SKLLMProvider — The Bridge
The SKLLMProvider class implements Octopus's ILLMProvider interface, delegating to the SK kernel for completions. This means any Octopus agent can be configured to use SK as its LLM provider:
// SKLLMProvider — wraps SK kernel as an Octopus ILLMProvider
public class SKLLMProvider : ILLMProvider
{
private readonly Kernel _kernel;
private readonly string _serviceId; // Which SK service to use (e.g., "gpt-4o")

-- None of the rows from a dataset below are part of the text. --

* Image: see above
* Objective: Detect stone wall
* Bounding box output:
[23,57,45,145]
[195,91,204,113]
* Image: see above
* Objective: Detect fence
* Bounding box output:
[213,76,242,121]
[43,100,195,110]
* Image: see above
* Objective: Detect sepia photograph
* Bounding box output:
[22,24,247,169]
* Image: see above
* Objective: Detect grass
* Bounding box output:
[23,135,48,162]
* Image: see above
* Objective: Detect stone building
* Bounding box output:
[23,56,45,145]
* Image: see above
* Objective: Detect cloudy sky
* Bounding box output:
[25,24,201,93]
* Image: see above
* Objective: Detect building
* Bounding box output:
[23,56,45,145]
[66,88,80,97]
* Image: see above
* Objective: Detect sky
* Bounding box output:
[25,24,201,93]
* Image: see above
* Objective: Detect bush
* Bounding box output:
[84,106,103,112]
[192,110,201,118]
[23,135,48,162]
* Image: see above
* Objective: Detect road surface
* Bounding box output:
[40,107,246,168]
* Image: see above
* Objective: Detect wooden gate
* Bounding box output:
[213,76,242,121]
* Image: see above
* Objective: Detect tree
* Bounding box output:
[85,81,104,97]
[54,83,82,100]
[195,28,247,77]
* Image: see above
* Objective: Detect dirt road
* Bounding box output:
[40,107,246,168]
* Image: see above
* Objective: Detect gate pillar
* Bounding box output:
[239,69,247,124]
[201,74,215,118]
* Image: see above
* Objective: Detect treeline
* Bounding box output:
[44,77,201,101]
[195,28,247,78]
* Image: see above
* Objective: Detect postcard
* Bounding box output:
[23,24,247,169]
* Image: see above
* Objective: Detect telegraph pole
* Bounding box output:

public SKLLMProvider(ISKKernelRegistry registry, string serviceId = "default")
{
_kernel = registry.Get(serviceId);
_serviceId = serviceId;
}
public async Task<LLMResponse> CompleteAsync(
IReadOnlyList<LLMMessage> messages,
IReadOnlyList<ToolDefinition>? tools,
LLMOptions options,
CancellationToken ct)
{
var chatHistory = BuildSKChatHistory(messages);
var settings = new OpenAIPromptExecutionSettings
{
MaxTokens = options.MaxTokens,
Temperature = options.Temperature,
ToolCallBehavior = tools?.Any() == true
? ToolCallBehavior.AutoInvokeKernelFunctions
: null
};
var result = await _kernel.InvokePromptAsync(
chatHistory.ToString(),
new KernelArguments(settings),
cancellationToken: ct);
return new LLMResponse
{
Content = result.GetValue<string>() ?? string.Empty,
ToolCalls = ExtractToolCalls(result)
};
}
public IAsyncEnumerable<string> StreamAsync(
IReadOnlyList<LLMMessage> messages,
LLMOptions options,
CancellationToken ct)
{
return StreamSKTokensAsync(messages, options, ct);
}
}
Multi-Model Routing
The SK kernel supports registering multiple AI services with distinct service IDs, enabling per-function model selection:
// OnStartAsync — register multiple models in the same kernel
kernelBuilder
.AddAzureOpenAIChatCompletion(
deploymentName: "gpt-4o",
endpoint: azureEndpoint,
apiKey: apiKey,
serviceId: "gpt-4o") // Expensive, high-quality
.AddAzureOpenAIChatCompletion(
deploymentName: "gpt-4o-mini",
endpoint: azureEndpoint,
apiKey: apiKey,
serviceId: "gpt-4o-mini"); // Cheaper, faster
// In an agent's tool handler — choose which model to use for a specific step
var result = await kernel.InvokePromptAsync(
prompt,
new KernelArguments(new OpenAIPromptExecutionSettings
{
ServiceId = "gpt-4o-mini" // Override for this specific call
}));
Routing Strategy Table
| Step Type | Recommended Model | Reason |
|---|---|---|
| Complex multi-step planning | gpt-4o | Requires strong reasoning and instruction following |
| Simple classification or intent detection | gpt-4o-mini | Low cost, fast response for structured tasks |
| RAG retrieval summarisation | gpt-4o-mini | Summarisation is cheaper with a smaller model |
| Code generation | gpt-4o | Code quality is significantly better with the full model |
| Embeddings | text-embedding-3-large | Separate service — routing does not apply |
Configuring an Agent to Use SKLLMProvider
// Configure an agent via API to use the SK LLM provider
PATCH /api/agents/{agentId}
{
"llmProvider": "SemanticKernel",
"llmModel": "gpt-4o",
"llmSettings": {
"serviceId": "gpt-4o",
"plannerEnabled": true
}
}
Fallback to Octopus native. If the SK kernel call fails (rate limit, service unavailable), the
SKLLMProvider does not automatically fall back to the Octopus native LLM provider. Configure retry policies at the SK kernel level for resilience.